Glacier National Park got it’s name not because it’s covered with Glaciers but because it was formed by glacial activity.  It’s a small but truly striking park offering lots of hiking (front and backcountry).  The east/west road that bisects the park is well worth the visit.



The burbs of Calgary

We stopped through Calgary in hopes that I would be able to renew by passport (no dice).  Trying to save some money, we slept at a campground outside of the city.  Our campsite included a manicured lawn and shrubs.  It truly felt like we moved into the burbs temporarily.

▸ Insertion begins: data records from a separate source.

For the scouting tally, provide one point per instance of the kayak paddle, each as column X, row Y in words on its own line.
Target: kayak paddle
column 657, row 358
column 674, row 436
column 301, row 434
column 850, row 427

We walked around the city a bit.  It was sad to see the olympic flame from the ’88 Calgary winter olympics sitting off in a corner of city hall all but forgotten.



Don’t mess with the elk!

The picture of the elk was taken seconds before he charged the truck.  My window was down.  We were trying to get past the line of tourists parked outside of Jasper, AB.  It was rutting season.  As we tried to sneak past, this bull was not having it.  He started to charged, kicked up a bunch of gravel, but luckily stopped before he rammed the truck.  My takeaway – don’t mess with a bull elk when he’s trying to get some.

In general though, Alberta and the National Parks around Jasper and Banff are well worth the visit.  When I think about Canada, I tend to focus on the coasts (BC, Ontario, Quebec, and the Maritimes).  I was honestly blown away with what Alberta has to offer in terms of outdoors activities.  Keep your distance from the animals though.



The Alaska Highway – the road the war built

We hopped on the Alaska Highway in Yukon and drove it into British Colombia. The Alaska Highway was built during World War II to connect the contiguous US to Alaska. On the highway George and I experienced our first deep freeze of the tent, saw plenty of wildlife, toured through a signpost forest, and took a dip in some hot springs.